Can the West rediscover its shipbuilding capacity?

At the opening day of the Arctic Circle Business Forum in Reykjavík, James Davies, CEO of Davie Shipbuilding, made the case that the West must relearn how to build its own ships. Especially icebreakers, which have come to define presence and power in the Arctic.
Speaking at the ballroom at The Reykjavík EDITION hotel, Davies argued that rebuilding shipbuilding capability is about more than industrial renewal—it’s about sovereignty itself. “If you cannot build your own ships, you cannot replace the tonnage that you have,” he said. “It’s a question of attrition.”
As melting sea ice opens the Arctic to new shipping lanes, resource access and strategic competition, Davies warned that Western nations risk losing their foothold without the ability to design and produce heavy ice-class vessels.
“If we don’t have icebreakers, we can’t be present there,” he said. “And there are others that would like to effectively own the Arctic by virtue of having the right assets to be present. This is a sovereignty question.”
Finland is the one huge exception when it comes to building ice breakers. Finnish designers have led the field for decades and Finnish yards currently turn out 60% of the world’s icebreakers. But even with Finland’s dominance in this niche, Western fleets remain thin for today’s Arctic ambitions.
A trilateral effort to rebuild
Under Davies’s leadership, Davie Shipbuilding has become a central player in the effort to restore Western maritime capability. The Québec-based company is a key participant in the ICE Pact, a trilateral initiative between Finland, Canada and the United States that pools expertise and coordinates production of advanced icebreakers.

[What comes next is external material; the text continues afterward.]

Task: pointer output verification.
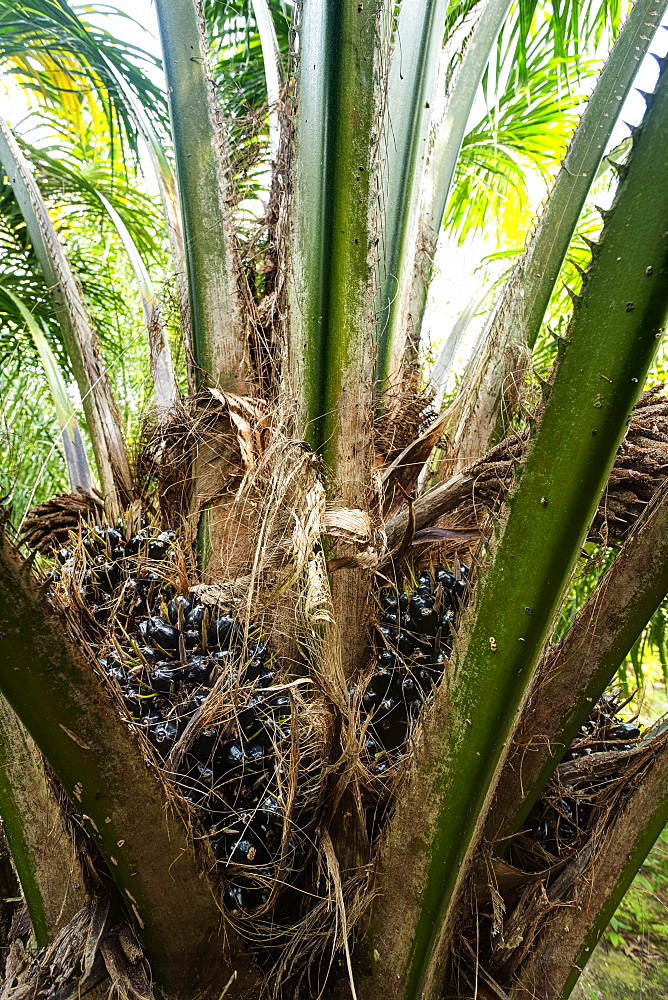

That partnership took a major step forward last week when President Donald Trump and the President of Finland signed a memorandum of understanding to produce 11 new U.S. icebreakers—four to be built in Finland and the remainder in North America under the guidance of Finnish experts. Davies implied that the deal was the most significant level of ship building cooperation since the Second World War, saying it marks a new era in industrial strategy for Western allies.
“It’s about ensuring that we have the capability to mobilize and do what we haven’t done since the Second World War without actually having a war,” he said.
Rebuilding the industrial muscle
Davies described the decline of Western shipbuilding as a cautionary tale that has hurt not just industrial capacity, but strategic sovereignty.
“Shipbuilding used to account for more than 16 percent of GDP in the UK,” he said. “A few years later, it was half that. Today, it’s gone. The same thing happened in Sweden. Japan peaked. Now, over 70 percent of tonnage is built in China.”
For him, the solution lies in long-term investment and coordinated industrial policy. Davie Shipbuilding plans to invest roughly US$1 billion in infrastructure and workforce development to expand its Arctic shipbuilding capacity. The aim is not only to modernize shipyards, but to restore the “muscle memory” of complex vessel construction that the West once took for granted.
He argued that the Eest had leaned too hard on the “invisible hand”, which had allowed market forces to replace national strategy.
Icebreakers as instruments of presence
In recent years, icebreakers have become more than just ships. Davies sees icebreakers as more than sturdy ships made of steel and steering wheels, they are both strategic tools and emblems of national resilience.
“Russia has more than 40 icebreakers,” he said. “Russia is capable in the Arctic in ways that, frankly, the West is not. If you don’t have the tools, you don’t get to play. It is that simple.”
That blunt message resonated in Reykjavík, where policymakers and business leaders gathered to discuss the economic and geopolitical implications of a newly accessible Arctic. Geopolitics in the region, seem to be only heating up and as Davies put it, the race to rebuild industrial capacity is as much about deterrence and stability as it is about economics.